エンリケ「フットボールはミスを突くゲーム」
しかし、想定外の事態がグアルディオラのプランを狂わせた。
「クラウディオ(ブラボ)の退場で試合は変わってしまった。あの時点までは、チャンスは作っていた。鍵となったのは、フェルナンジーニョが滑ったこと、そしてあの退場だ」
失点に加え、1人少ない状況での戦いを残り約40分間も強いられた。相手はバルサ。この時点で状況は極めて厳しくなった。
グアルディオラの数メートル横に、手応えを感じているルイス・エンリケの顔があった。笑顔を見せることは稀だ。しかし満足感は表情に表れる。
ルイス・エンリケは、かつてペップのバイエルンとCLで対戦した際も、この日と同じスタンスで挑み勝利している。ボール奪取後にすぐに前の3人へ渡して攻める――。相手はバイエルンからシティに変わったが、またしてもバルサの効率性は際立っていた。
メッシが決めた1、2点目はどちらも中盤でのボール奪取から生まれた。1点目はマスチェラーノの競り合いのこぼれ球。2点目はブスケッツのセンス溢れるパスカットからだ。3点目はギュンドガンのバックパスをスアレスが拾い、ゴール前のメッシにお膳立てした。
どれも相手を崩し切ったというよりも、わずかな隙をつき、ボールを手にしてから数秒で決めたもの。相手をどこまでも崩し切ろうとする、かつてのバルサの姿はどこにもない。指揮官にとっては、むしろそれでいい。試合後、ルイス・エンリケはこんなことを話していた。
「フットボールは相手のミスを突きあうゲーム。効率的にならなければならない。今日の試合のように、ともに高い位置からプレスをかける展開になれば、どこかでミスは生まれるもの。バルサやシティのようなチームならなおさらだ」
拮抗した展開では、得点は相手のミスから生まれる。そこを手数をかけずに突く。ルイス・エンリケの信念は実った。
「ペップチーム」を懐かしむ声は年々減っている。
フェルナンジーニョが滑り、ブラボはエリア外で手を使用した。ギュンドガンのバックパスは見事にスアレスに渡った。そんな状況をバルサはうまく生かした。

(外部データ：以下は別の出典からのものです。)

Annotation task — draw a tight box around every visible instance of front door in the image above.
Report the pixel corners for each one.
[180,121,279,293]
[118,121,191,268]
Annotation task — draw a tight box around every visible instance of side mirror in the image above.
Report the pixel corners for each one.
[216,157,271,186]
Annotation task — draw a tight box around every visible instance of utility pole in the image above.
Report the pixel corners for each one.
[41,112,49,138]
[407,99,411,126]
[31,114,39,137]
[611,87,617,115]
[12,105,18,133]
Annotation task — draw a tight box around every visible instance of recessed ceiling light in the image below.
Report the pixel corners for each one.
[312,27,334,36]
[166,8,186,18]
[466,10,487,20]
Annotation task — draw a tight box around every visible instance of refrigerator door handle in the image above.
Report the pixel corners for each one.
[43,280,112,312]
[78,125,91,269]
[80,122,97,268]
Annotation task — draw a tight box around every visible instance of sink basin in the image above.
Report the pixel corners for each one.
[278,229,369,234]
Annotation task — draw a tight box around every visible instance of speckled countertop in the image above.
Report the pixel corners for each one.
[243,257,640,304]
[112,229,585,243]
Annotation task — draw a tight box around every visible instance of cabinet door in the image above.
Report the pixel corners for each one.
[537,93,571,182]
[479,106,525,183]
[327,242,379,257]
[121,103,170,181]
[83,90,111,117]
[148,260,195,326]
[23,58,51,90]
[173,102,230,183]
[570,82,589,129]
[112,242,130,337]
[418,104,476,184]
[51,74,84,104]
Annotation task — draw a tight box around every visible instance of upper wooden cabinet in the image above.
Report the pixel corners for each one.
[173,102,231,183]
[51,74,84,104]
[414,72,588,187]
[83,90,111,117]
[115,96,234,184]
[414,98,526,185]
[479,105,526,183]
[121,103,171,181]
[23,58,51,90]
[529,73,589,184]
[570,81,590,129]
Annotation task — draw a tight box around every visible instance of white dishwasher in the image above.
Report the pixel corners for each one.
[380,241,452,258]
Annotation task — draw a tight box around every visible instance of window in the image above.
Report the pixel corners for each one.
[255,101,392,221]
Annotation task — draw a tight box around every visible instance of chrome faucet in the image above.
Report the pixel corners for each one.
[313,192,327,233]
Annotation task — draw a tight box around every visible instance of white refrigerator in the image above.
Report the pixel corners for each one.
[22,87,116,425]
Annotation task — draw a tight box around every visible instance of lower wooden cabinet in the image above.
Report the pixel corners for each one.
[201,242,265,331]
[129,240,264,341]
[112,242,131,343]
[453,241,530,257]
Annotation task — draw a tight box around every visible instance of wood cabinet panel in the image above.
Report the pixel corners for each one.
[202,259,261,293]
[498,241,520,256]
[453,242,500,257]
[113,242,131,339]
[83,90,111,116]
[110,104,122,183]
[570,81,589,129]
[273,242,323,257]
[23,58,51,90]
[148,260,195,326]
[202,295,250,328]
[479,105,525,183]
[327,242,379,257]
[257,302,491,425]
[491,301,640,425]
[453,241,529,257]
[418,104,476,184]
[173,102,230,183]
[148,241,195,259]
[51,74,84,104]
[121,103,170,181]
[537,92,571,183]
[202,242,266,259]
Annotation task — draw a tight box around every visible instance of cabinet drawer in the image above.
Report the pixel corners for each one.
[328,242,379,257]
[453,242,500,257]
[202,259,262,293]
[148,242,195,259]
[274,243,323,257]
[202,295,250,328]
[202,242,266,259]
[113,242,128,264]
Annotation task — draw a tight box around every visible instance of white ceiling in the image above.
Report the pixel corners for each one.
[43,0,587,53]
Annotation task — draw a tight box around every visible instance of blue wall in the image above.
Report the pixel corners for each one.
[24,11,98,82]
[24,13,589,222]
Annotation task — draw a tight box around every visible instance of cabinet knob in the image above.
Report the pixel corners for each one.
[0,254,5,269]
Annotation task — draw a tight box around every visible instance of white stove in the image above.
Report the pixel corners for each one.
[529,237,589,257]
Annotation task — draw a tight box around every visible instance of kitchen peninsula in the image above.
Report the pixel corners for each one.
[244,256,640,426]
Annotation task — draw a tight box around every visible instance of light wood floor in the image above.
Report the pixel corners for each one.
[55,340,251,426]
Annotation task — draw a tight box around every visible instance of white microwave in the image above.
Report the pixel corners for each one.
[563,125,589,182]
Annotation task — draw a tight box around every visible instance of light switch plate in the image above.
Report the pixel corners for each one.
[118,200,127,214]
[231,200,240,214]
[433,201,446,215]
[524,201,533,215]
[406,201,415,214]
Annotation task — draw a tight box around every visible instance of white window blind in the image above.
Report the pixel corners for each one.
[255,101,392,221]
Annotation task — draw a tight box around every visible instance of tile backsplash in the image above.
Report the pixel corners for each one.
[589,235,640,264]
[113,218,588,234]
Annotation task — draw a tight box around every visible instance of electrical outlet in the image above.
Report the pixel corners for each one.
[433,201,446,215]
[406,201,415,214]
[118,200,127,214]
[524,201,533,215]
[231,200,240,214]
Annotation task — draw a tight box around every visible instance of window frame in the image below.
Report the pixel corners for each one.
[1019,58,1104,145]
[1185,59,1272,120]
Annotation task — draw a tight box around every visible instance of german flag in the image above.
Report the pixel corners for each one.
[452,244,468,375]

グアルディオラのプランを、バルサの効率性が打ち砕いた。
この日カンプノウに、グアルディオラを讃える声は響かなかった。それは彼が去ってからの月日を表してもいる。後半終了間際に聞こえたのは、ルイス・エンリケの名を叫ぶバルセロニスタの声だ。
「ペップチーム」を懐かしむ声は年々減っている。カンプノウに響くのはルイス・エンリケが築いた新たなバルサへの喝采だ。